Porsche's Mid-Engine 911 RSR Makes Public On Track Debut At Daytona
It Sure Was A Good Looking Racecar But They've Still Got A Lot Of Work To Do.
Last weekend, IMSA held their pre-season test called "The Roar Before The 24". The purpose of this test is to gather baseline data for the upcoming season to help develop a proper balance of performance. It is particularly important to go through this process with regard to brand new cars, but pre-existing chassis will also have made progress in the off-season that IMSA would like to know about, tracking all manner of data. Porsche's new RSR is the only brand new car in the GTLM field, so it's fair to say there was a little extra scrutiny surrounding their car.
In addition to their new car, Porsche also introduced two new GTLM class factory drivers in the form of Laurens Vanthoor and Dirk Werner. The drivers worked well with the team, and all of them had very nice things to say about the new mid-engine placement of their office for the season. While we don't know what Porsche's goals were for the test, likely shaking down the car, familiarizing the drivers with the car and the circuit, and putting in laps rather than setting outright pace, they were ranked last and second-to-last at the end of the test weekend. Granted, The #911 car turned a best time of 1:44.874 on Sunday, which is just half a second off the pace of the leading Ford GT, and just a few tenths slower than their fastest lap in last year's race. While there is still a long row to hoe before the Daytona race proper at the end of the month, if there is any team that can make up that gap, it'd be Porsche.
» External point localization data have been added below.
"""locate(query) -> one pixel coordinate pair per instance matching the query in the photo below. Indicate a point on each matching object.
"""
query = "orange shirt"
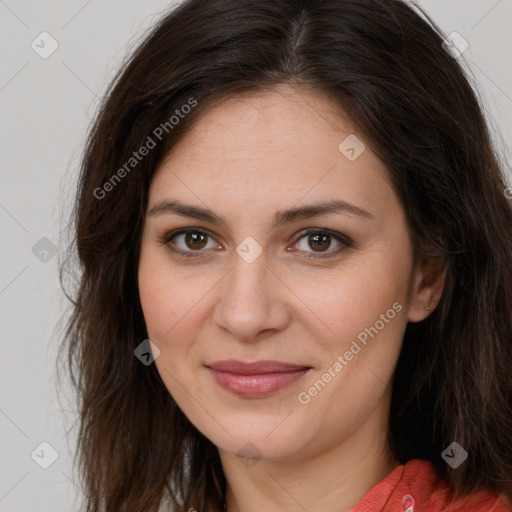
(415, 487)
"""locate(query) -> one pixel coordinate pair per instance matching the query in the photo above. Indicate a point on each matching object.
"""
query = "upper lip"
(254, 368)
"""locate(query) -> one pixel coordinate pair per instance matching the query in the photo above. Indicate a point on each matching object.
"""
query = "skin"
(249, 157)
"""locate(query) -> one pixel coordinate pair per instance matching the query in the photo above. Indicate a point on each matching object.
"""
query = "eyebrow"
(280, 218)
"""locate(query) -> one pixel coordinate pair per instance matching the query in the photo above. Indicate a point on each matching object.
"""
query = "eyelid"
(345, 241)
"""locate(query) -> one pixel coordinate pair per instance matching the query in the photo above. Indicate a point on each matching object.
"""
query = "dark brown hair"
(384, 64)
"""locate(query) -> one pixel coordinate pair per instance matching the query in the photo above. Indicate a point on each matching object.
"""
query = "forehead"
(269, 147)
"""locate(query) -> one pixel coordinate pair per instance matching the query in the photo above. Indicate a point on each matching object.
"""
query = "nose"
(252, 301)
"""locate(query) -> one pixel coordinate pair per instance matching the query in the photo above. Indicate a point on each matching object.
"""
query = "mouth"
(255, 380)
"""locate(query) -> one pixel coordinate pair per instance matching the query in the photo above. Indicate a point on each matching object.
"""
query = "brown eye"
(320, 241)
(190, 242)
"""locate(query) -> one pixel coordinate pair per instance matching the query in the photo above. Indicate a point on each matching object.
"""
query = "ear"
(427, 284)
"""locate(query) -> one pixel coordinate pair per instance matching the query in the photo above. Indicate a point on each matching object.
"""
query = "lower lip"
(256, 386)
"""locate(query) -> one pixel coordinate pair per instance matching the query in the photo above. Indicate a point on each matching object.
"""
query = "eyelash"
(346, 243)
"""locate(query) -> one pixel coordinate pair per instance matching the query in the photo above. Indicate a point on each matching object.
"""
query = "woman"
(299, 204)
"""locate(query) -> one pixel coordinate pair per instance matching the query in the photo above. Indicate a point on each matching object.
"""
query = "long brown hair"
(385, 65)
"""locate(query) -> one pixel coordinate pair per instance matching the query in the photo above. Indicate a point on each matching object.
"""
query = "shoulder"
(415, 487)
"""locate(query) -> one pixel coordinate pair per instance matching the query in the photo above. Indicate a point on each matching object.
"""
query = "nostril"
(408, 503)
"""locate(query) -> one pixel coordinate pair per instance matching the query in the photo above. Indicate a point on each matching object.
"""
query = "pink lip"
(255, 380)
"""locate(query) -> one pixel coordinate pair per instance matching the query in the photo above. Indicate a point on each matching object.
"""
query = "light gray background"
(46, 106)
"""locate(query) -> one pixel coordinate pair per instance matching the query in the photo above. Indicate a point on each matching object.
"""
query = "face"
(228, 277)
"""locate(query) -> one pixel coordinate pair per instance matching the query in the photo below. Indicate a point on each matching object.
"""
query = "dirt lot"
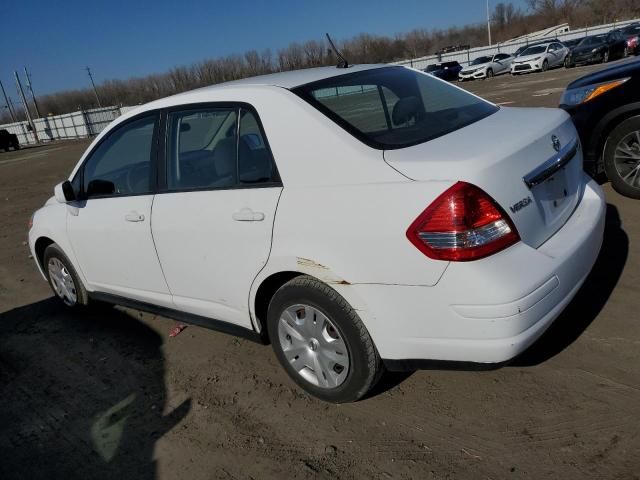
(107, 393)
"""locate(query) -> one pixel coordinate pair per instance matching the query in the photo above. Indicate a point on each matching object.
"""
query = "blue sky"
(121, 39)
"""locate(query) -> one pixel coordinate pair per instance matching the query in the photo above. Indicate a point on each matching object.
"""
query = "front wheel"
(321, 342)
(622, 158)
(63, 278)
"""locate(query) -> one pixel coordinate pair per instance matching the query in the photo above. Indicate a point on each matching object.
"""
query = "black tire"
(365, 366)
(617, 182)
(55, 252)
Daytona has not been good to Porsche in recent years, with engine failures, teammates crashing into each other, and multiple failures. One of the good measures of the new mid-engine car is that it will allow the drivers to be a little more relaxed in their pursuit of ultimate speed, and hopefully reduce the stress on the engines over the course of 24 constant hours. More advanced aero means more corner speed, hopefully fewer gearchanges, hopefully fewer opportunities for something to go wrong. Porsche stormed to the pole position for last year's Daytona race in damp conditions, so if they can find just a few more tenths of a second in the race, it's likely they'll be in with a chance. Of course there are so many variables in a 24 hour race that it's difficult to predict anything, but Porsche has more wins at Daytona than any other manufacturer, so they know how to get the job done.
During the course of the three days, Patrick Pilet, Dirk Werner, and Fred Makowiecki covered 1431km in their #911 car, while teammates Kevin Estre, Laurens Vanthoor, and Richard Lietz managed a distance of 1505km.
Marco Ujhasi, Overall Project Leader GT Works Motorsport:
“The test kilometres that we covered over the last three days in preparation for the race were very important. We managed to tick off all the points we’d scheduled for ourselves and now we have a much better understanding of the car on this racetrack. In addition, we experienced changeable and very diverse track conditions. It was dry and wet, warm and cold – precisely what you need in race preparations to be primed for all eventualities. We feel very well prepared for the race and the premiere of our new 911 RSR. In this respect, these three days in Florida were very successful.”